According to an email sent to LivingSocial employees and published by AllThingsD.com, the hack puts customers' personal data at risk, including names, emails, birthdates, and hashed and salted passwords.
The company said neither the database that stores customer credit card information nor the database that stores merchants' financial and banking information was affected.
Neither the email nor subsequent comments from LivingSocial spokespeople have revealed the exact nature of the attack. The email refers to "a cyberattack on our computer systems that resulted in unauthorized access to some customer data from our servers." It states that the affected customers are being notified, and the site is recommending that the users change their passwords.
Experts around the industry said encrypting the passwords was a step in the right direction, but that LivingSocial may not be out of the woods. "The good news here is that apparently the passwords were encrypted. That will only be true, however, if attackers didn't obtain any keys at the same time," says Mark Bower, vice president at Voltage Security. "For the sake of the victims, let's hope that was done properly.

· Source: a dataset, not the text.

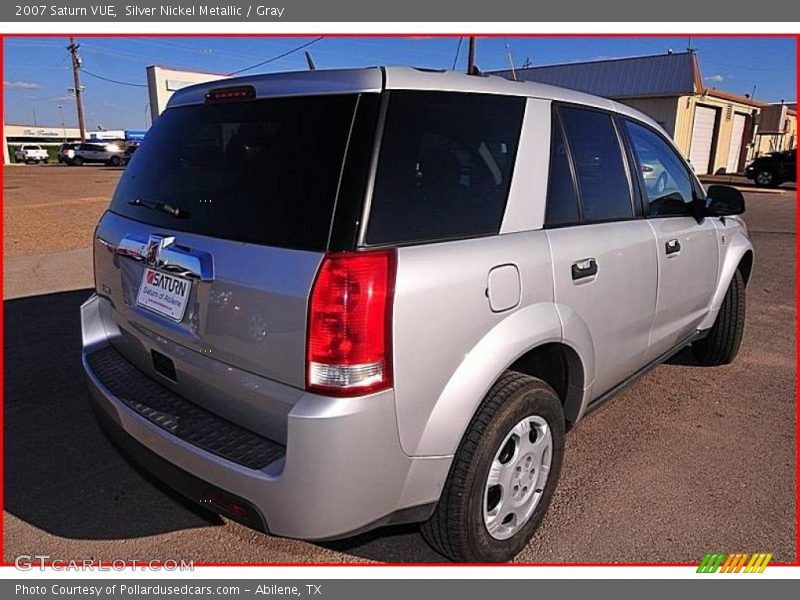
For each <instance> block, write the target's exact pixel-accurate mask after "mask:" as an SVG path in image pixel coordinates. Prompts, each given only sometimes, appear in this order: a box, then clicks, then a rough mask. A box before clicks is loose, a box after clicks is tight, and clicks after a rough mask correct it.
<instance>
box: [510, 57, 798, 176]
mask: <svg viewBox="0 0 800 600" xmlns="http://www.w3.org/2000/svg"><path fill="white" fill-rule="evenodd" d="M498 74H500V75H502V76H504V77H508V78H513V77H514V76H516V78H517V79H519V80H523V81H538V82H541V83H548V84H551V85H558V86H562V87H568V88H572V89H577V90H580V91H584V92H587V93H590V94H595V95H597V96H604V97H606V98H612V99H614V100H616V101H618V102H622V103H623V104H627V105H629V106H632V107H633V108H636V109H637V110H640V111H642V112H643V113H645V114H647V115H649V116H650V117H651V118H652V119H654V120H655V121H657V122H658V123H659V124H660V125H661V126H662V127H663V128H664V129H665V130H666V131H667V133H669V134H670V135H671V136H672V137H673V139H674V140H675V143H676V144H677V146H678V147H679V148H680V149H681V151H682V152H683V153H684V155H685V156H686V157H687V158H688V159H689V160H690V161H691V163H692V166H693V167H694V169H695V171H696V172H697V173H698V174H699V175H705V174H708V173H715V174H716V173H736V172H741V171H742V170H743V168H744V165H745V163H746V162H747V161H748V160H750V159H752V158H754V157H755V156H756V155H757V154H758V153H761V152H763V149H764V148H765V147H768V146H769V145H770V144H773V145H774V144H780V145H782V147H783V148H786V147H793V146H796V145H797V111H796V107H795V109H791V108H788V107H787V108H786V109H785V110H784V113H785V114H784V115H783V118H782V117H781V116H780V115H778V116H775V115H773V114H772V112H777V109H776V110H774V111H773V110H772V109H771V108H770V107H771V106H772V105H769V104H767V103H766V102H760V101H756V100H753V99H752V98H749V97H748V96H746V95H745V96H741V95H738V94H733V93H731V92H727V91H723V90H719V89H716V88H713V87H708V86H706V85H705V84H704V83H703V81H704V80H703V76H702V74H701V71H700V64H699V60H698V57H697V54H696V53H695V52H693V51H690V52H680V53H667V54H659V55H654V56H640V57H632V58H620V59H610V60H598V61H591V62H582V63H569V64H563V65H549V66H543V67H531V68H527V69H517V70H516V71H515V72H514V73H513V74H512V72H511V71H500V72H498ZM784 106H786V105H784ZM765 110H766V111H767V113H768V115H767V117H768V120H765V121H764V123H767V122H768V123H769V127H770V128H772V129H774V130H775V131H774V132H772V131H770V133H769V134H767V132H765V131H764V128H763V127H760V126H759V124H760V122H761V113H762V111H765ZM792 113H793V114H792ZM792 119H793V120H792ZM778 129H780V131H777V130H778ZM760 132H762V133H761V135H759V133H760ZM792 132H794V133H792Z"/></svg>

"There are data types [in the breach] that should really have been protected that weren't," Bower says. "Identity information, email addresses, and dates of birth are potentially sensitive in combination -- particularly in cases where password resets are based on 'secrets,' like date of birth, maiden names, and so on, as the answer to an identity verification question. So if the data used at this compromised site happens to also be used at other sites which use that verification method, it might now be possible to attack third-party accounts through password reset questions in some cases."
Ross Barrett, senior manager for security engineering at Rapid7, agreed. "While it is good that the passwords stolen from LivingSocial are hashed and salted, as this likely slow down the cracking process, it won't stop it," he says.

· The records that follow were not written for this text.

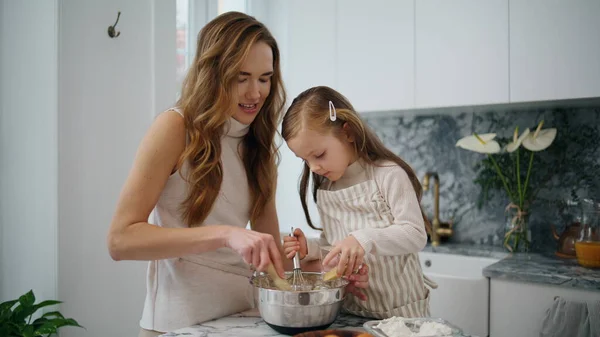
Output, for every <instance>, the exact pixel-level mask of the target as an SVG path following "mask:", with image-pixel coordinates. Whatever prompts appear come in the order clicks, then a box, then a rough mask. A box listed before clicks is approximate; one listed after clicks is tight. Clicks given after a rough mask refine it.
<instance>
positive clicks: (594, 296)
mask: <svg viewBox="0 0 600 337" xmlns="http://www.w3.org/2000/svg"><path fill="white" fill-rule="evenodd" d="M490 284H491V289H490V336H491V337H514V336H519V337H539V335H540V328H541V324H542V320H543V319H544V316H545V314H546V311H547V310H548V309H549V308H550V307H551V306H552V304H553V302H554V297H555V296H560V297H562V298H563V299H565V300H566V301H577V302H588V303H589V302H593V301H600V291H591V290H589V291H586V290H580V289H571V288H561V287H556V286H551V285H544V284H534V283H522V282H513V281H508V280H501V279H491V282H490Z"/></svg>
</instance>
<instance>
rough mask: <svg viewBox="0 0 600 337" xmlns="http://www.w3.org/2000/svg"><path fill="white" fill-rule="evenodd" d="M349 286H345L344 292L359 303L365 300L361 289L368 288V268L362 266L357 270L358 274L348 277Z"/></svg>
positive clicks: (368, 277)
mask: <svg viewBox="0 0 600 337" xmlns="http://www.w3.org/2000/svg"><path fill="white" fill-rule="evenodd" d="M347 279H348V281H350V284H348V285H347V286H346V291H347V292H349V293H351V294H353V295H354V296H356V297H358V298H359V299H360V300H361V301H366V300H367V295H365V294H364V293H363V292H362V290H361V289H366V288H368V287H369V266H367V265H366V264H363V265H362V266H360V268H359V269H358V273H356V274H352V275H350V276H349V277H348V278H347Z"/></svg>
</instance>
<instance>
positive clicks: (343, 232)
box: [317, 165, 435, 319]
mask: <svg viewBox="0 0 600 337" xmlns="http://www.w3.org/2000/svg"><path fill="white" fill-rule="evenodd" d="M372 170H373V168H372V167H371V166H370V165H368V166H367V176H368V180H367V181H365V182H362V183H360V184H356V185H354V186H351V187H348V188H345V189H342V190H338V191H330V190H329V187H330V186H331V185H329V186H328V187H327V189H324V190H323V189H319V190H318V191H317V208H318V210H319V215H320V217H321V225H322V227H323V233H324V235H325V237H326V239H327V241H328V242H330V243H331V244H335V243H337V242H339V241H341V240H343V239H345V238H346V237H348V235H349V234H350V232H353V231H356V230H360V229H363V228H385V227H388V226H390V225H392V224H393V223H394V217H393V215H392V213H391V210H390V207H389V206H388V204H387V202H386V201H385V200H384V198H383V196H382V194H381V193H380V192H379V188H378V187H377V184H376V182H375V180H374V179H373V173H372ZM364 262H365V263H366V264H367V265H368V266H369V287H368V288H367V289H365V294H366V295H367V297H368V299H367V300H366V301H361V300H360V299H358V298H356V297H354V296H348V298H347V299H346V301H345V303H344V310H345V311H346V312H348V313H351V314H354V315H358V316H363V317H372V318H377V319H384V318H388V317H392V316H400V317H428V316H429V289H427V288H426V287H425V283H426V282H427V284H428V285H429V286H431V287H435V284H433V283H432V284H430V281H429V280H428V279H425V278H424V275H423V272H422V270H421V264H420V262H419V256H418V254H417V253H411V254H404V255H398V256H375V255H373V254H366V255H365V258H364Z"/></svg>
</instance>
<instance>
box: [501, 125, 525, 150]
mask: <svg viewBox="0 0 600 337" xmlns="http://www.w3.org/2000/svg"><path fill="white" fill-rule="evenodd" d="M528 134H529V129H525V131H523V134H522V135H521V137H519V127H518V126H517V127H516V128H515V133H514V134H513V141H512V143H510V144H508V145H506V151H508V152H514V151H515V150H516V149H518V148H519V146H521V143H522V142H523V139H525V137H527V135H528Z"/></svg>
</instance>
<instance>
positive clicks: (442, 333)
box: [375, 316, 452, 337]
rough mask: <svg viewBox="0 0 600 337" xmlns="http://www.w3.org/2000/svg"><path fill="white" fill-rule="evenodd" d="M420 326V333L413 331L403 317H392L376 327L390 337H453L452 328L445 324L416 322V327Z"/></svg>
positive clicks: (418, 332) (390, 317)
mask: <svg viewBox="0 0 600 337" xmlns="http://www.w3.org/2000/svg"><path fill="white" fill-rule="evenodd" d="M416 326H420V327H419V330H418V331H413V330H411V329H410V328H409V327H408V326H407V325H406V323H405V321H404V319H403V318H402V317H397V316H394V317H390V318H388V319H384V320H382V321H381V322H380V323H379V324H377V325H376V326H375V327H376V328H378V329H380V330H381V331H383V332H384V333H385V334H386V335H387V336H389V337H425V336H451V335H452V328H450V327H449V326H447V325H446V324H443V323H438V322H427V321H424V322H422V324H419V321H416V322H415V327H416Z"/></svg>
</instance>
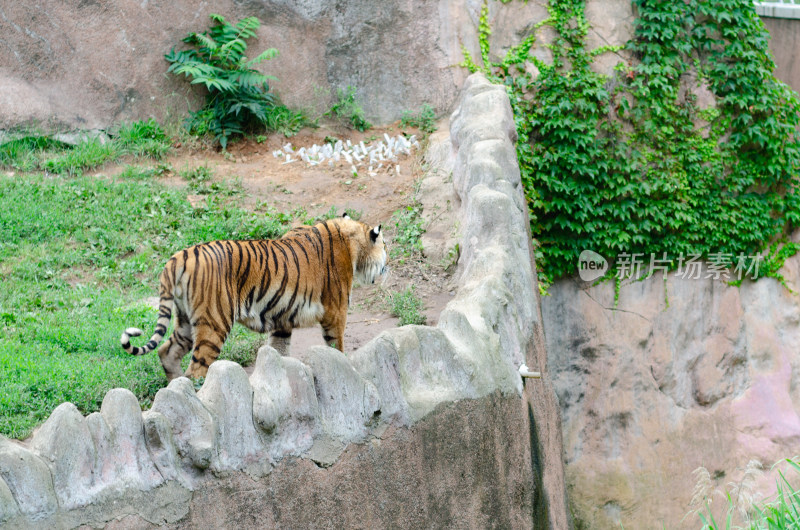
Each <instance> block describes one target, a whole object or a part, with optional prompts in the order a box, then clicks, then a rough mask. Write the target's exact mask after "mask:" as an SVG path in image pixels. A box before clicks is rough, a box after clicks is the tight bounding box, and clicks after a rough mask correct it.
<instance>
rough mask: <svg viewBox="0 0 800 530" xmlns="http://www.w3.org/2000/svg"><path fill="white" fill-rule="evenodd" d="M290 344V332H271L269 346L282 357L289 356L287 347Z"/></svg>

"In a similar situation last year, attackers broke into LinkedIn and stole 6.46 million passwords, which were hashed, but not salted. Once they had cracked the first round with the tools at their disposal, they posted the hashes in a Russian hacker forum, where other motivated individuals with the necessary skills and more advanced cracking tools were able to help decode the remaining passwords. While salting the passwords will slow this process down further, eventually the attackers or their network will get the information they're after."
Because of the size of the breach, many experts suggested it probably was to one of LivingSocial's databases, possibly through an exposed Web application vulnerability and/or SQL injection.